You are referring to Our Golden Thread.  I felt very led to compile a book about grief. I asked people from all walks of life to contribute and received entries from professional writers as well as people in my church. All of this time, about four years, I was not sure what I would write about since I had all of my immediate family including Mother, Father, and all five brothers and sisters and their families. I had lost my grandmother who had been a lifelong inspiration.  I thought that would be my only contribution to the book until God underlined II Corinthians 4:4 ...

"In whom the god of this world hat blinded the minds of them which believe not, lest the light of the glorious gospel of Christ, who is the image of God, should shine unto them.” 

I then realized that I had been in denial about the grief of dealing with the accident and the death.  I had let that grief deny me joy for over thirty years.
As an editor, how do you decide which works are published through your auspices and which ones are not?

Since we have limited resources, we only publish those works that connect to the themes we are trying to promote. We publish the prize-winning work in our national contest and then choose from the other finalist those poems and prose pieces, which represent what we consider to be the best.

What project are you excited about working on presently?

I have been working on a book about prayer, Person to Person to God, which is similar to Our Golden Thread in that there will be a variety of contributors.  I will have more of my own writing in this book. Prayer is a very difficult topic to write about, but so important.

What do you see as the future for your site and yourself in particular?  
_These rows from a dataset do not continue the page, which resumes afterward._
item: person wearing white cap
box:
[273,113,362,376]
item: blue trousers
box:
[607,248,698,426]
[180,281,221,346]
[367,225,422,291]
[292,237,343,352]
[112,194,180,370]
I am back into teaching junior high art for about three years so there is no telling what might happen.  I will have less time, but more money to devote to literary endeavors.
Please name several exciting authors/poets in the Memphis are that you want us
to know about and samples of their work.

I would hate to start naming writers, I am afraid I would leave too many out.  The writers listed on my life press brochure, of course.  Malra Treece and Russell Strauss are two that should be noted.  You will see sample of their work in every issue of Grandmother Earth. Rosemary Stephens is another local poet whose work attracts the attention of Judges.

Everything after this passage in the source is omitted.